Paradise at the Titan’s Feet

Twin buttes rise above sparsely forested foothills, close together and nearly parallel. Unlike other buttes, they broaden towards their rough tops, nearly touching. They’re known as the Titan’s Feet—their eerie resemblance of ankles and calves is made worse by the way their foothills only stretch in one direction, sloping down to end in smaller hills known by locals as The Toes. Though the resemblance isn’t perfect, no one denies it exists.

The mining town of Paradise lies nestled in the high saddle between the buttes. Everyone living there is connected with the many mines which dot the buttes, either as a miner themselves or as someone who supports the miners. Ruled by a junta of powerful locals, Paradise is beset on all sides. It has only remained under local control for so long because of the town’s natural fortifications, and through careful manipulation of its neighbors.

The products of the buttes’ mines are wildly precious and widely sought after. Reputed to have magical, mystical, and alchemical properties, the long veins of precious gems and rare metals command attention from all over. Unfortunately, that includes the attention of various warlords and pretenders to the throne. Originally a crown holding, Paradise’s independence has been tested constantly ever since the realm encompassing it fell apart in political crises and succession wars. Many say possession of Paradise is proof of legitimacy; certainly, controlling access to its resources and drawing from its wealth could sway the tides of war.

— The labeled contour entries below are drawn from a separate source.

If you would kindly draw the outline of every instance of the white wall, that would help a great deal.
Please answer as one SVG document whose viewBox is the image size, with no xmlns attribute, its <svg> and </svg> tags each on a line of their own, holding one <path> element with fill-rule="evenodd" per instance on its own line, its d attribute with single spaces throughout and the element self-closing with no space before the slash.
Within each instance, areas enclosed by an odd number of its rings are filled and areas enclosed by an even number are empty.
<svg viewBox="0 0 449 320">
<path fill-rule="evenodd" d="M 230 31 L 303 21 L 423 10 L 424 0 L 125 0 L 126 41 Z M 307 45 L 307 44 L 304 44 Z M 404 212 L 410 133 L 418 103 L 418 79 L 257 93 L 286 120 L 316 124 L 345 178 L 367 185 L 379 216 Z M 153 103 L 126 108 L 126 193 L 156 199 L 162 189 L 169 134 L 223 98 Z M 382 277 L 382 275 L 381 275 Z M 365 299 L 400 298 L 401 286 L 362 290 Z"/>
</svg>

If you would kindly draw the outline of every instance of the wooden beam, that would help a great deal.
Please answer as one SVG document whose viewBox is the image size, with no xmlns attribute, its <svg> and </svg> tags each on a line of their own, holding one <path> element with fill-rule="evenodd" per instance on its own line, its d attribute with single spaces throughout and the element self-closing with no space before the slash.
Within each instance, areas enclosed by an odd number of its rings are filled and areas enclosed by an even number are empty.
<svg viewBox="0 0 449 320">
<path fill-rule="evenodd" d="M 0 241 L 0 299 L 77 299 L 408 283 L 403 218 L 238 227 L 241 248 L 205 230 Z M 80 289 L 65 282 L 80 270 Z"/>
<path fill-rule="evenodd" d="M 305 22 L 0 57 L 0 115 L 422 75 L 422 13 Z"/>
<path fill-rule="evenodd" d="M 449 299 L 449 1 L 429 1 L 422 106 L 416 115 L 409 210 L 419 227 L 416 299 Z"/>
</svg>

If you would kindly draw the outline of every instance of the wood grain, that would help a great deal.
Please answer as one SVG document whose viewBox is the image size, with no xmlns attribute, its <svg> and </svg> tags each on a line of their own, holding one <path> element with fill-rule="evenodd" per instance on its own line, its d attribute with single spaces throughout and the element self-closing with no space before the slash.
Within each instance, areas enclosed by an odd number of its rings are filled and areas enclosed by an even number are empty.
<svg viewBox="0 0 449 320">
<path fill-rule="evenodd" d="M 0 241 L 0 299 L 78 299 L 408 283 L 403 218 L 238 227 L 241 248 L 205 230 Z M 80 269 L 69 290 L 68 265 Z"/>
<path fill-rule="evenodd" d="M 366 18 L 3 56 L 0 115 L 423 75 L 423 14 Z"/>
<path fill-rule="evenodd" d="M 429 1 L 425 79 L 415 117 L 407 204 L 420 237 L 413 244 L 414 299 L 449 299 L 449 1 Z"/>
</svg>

In better times, both learned folk and occult practitioners devoted their lives to studying the Titan’s Feet and their origins. The Feet rise out of a broad plain, some days’ ride from the nearest large rock formations. They are entirely distinct from the local bedrock. And though some have tried to explain the Feet as a natural phenomenon, most explanations simply cover speculation with a thin sheen of intellectual authority. Many scholars have acknowledged that they are better off collecting local folklore.

Some stories tell of a blessed woman who swore an oath to hold her ground in the face of a god’s wrath, a woman who grew in stature to match her obduracy, yet was petrified by the upset deity for having defied them. Other stories say that the Feet were built by unknown ancients, a beautiful statue of marvelous height now mostly-missing. Yet others claim that the Feet grow taller every year, bit by bit, and that one day they will finish growing the rest of their body.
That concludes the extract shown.